Obama cambia idea sull'Afghanistan e non si ritira più
Nella quarta stagione di “Homeland”, serie tv americana che è anche un trattato di politica estera, un capo della Cia dice che “la guerra in Afghanistan non è una guerra lunga 14 anni, ma una guerra di un anno ripetuta per 14 volte”, in cui ogni volta sono stati commessi gli stessi errori, una specie di eterno ritorno in cui le strategie sono misurate sulla base delle emergenze del momento. Per questo la notizia secondo cui l’America non ritirerà le sue truppe dall’Afghanistan come previsto e come il presidente Obama annuncia praticamente dalla sua prima campagna elettorale, ma lascerà nel paese 5.500 uomini fino al 2017, delegando al prossimo presidente la responsabilità di chiudere il conflitto, suona come la mossa di un’Amministrazione che fa la cosa giusta, ma solo perché assalita suo malgrado dalla realtà.
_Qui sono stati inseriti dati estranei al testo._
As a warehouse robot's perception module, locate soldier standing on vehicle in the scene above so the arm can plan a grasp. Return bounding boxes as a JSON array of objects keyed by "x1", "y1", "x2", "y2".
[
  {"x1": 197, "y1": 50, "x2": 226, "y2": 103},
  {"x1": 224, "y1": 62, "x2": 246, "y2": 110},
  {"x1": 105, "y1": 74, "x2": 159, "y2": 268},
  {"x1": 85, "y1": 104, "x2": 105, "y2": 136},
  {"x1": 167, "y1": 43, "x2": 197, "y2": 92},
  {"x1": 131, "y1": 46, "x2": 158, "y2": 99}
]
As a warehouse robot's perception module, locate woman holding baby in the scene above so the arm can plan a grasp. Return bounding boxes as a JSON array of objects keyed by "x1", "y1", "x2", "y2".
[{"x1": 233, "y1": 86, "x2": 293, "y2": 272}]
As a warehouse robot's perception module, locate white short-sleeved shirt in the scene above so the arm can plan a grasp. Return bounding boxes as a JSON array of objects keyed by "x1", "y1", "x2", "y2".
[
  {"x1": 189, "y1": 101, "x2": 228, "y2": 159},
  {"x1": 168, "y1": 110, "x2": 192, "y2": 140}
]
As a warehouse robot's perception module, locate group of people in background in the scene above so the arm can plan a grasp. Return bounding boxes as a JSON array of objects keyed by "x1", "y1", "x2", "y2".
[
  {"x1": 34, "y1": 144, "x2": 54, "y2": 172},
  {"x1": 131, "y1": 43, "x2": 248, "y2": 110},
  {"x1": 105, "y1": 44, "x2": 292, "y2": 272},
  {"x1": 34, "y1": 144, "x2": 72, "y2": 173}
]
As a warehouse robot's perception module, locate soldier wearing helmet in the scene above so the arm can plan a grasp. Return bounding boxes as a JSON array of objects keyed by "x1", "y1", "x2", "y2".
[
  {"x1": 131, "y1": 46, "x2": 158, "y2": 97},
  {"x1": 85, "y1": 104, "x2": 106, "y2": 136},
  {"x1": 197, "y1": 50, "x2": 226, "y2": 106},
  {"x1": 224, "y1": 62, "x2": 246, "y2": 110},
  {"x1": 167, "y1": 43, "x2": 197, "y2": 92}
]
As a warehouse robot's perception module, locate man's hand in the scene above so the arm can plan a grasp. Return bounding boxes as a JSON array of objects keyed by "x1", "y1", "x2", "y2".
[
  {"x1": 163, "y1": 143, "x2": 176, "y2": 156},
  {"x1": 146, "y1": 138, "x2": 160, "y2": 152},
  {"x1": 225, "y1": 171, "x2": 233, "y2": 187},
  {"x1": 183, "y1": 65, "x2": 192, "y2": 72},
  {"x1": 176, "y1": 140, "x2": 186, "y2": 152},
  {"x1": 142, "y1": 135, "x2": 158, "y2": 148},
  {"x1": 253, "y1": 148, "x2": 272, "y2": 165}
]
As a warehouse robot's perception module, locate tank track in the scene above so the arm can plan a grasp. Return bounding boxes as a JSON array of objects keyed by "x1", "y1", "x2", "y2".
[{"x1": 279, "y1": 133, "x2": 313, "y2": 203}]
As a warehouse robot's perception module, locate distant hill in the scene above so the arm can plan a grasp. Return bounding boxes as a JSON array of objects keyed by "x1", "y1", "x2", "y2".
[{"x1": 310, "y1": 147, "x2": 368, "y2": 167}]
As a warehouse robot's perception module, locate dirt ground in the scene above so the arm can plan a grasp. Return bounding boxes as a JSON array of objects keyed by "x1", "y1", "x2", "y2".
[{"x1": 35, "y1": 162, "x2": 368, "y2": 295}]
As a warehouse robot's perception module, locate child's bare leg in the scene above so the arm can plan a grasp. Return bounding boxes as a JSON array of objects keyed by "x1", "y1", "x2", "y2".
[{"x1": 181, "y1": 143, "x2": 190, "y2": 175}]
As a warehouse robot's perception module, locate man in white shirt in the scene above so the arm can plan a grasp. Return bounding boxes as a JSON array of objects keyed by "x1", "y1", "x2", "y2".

Il piano iniziale di Obama prevedeva il dimezzamento dei 9.800 soldati attualmente presenti in Afghanistan nel 2016, e l’anno dopo un ritiro quasi completo che avrebbe lasciato mille soldati nell’ambasciata americana di Kabul. Questo avrebbe provocato l’abbandono delle basi nel resto del paese (quella di Bagram a nord di Kabul, quella di Kandahar a sud e di Jalalabad a est), essenziali per le operazioni di antiterrorismo e per i voli dei droni. Ma annunciare il proprio ritiro da un paese non ancora pacificato significa semplicemente settare la data per il ritorno del caos, che era già ricominciato, lo scorso mese, con la presa da parte dei talebani della città di Kunduz, centro strategico e simbolico, per non parlare del fatto che anche lo Stato islamico ha ormai delle basi salde sul territorio. Così Obama è stato costretto a ritirare il ritiro delle truppe. La realtà ha messo un freno alla retorica, e ai propositi di porre fine troppo frettolosamente alla guerra globale contro il terrore.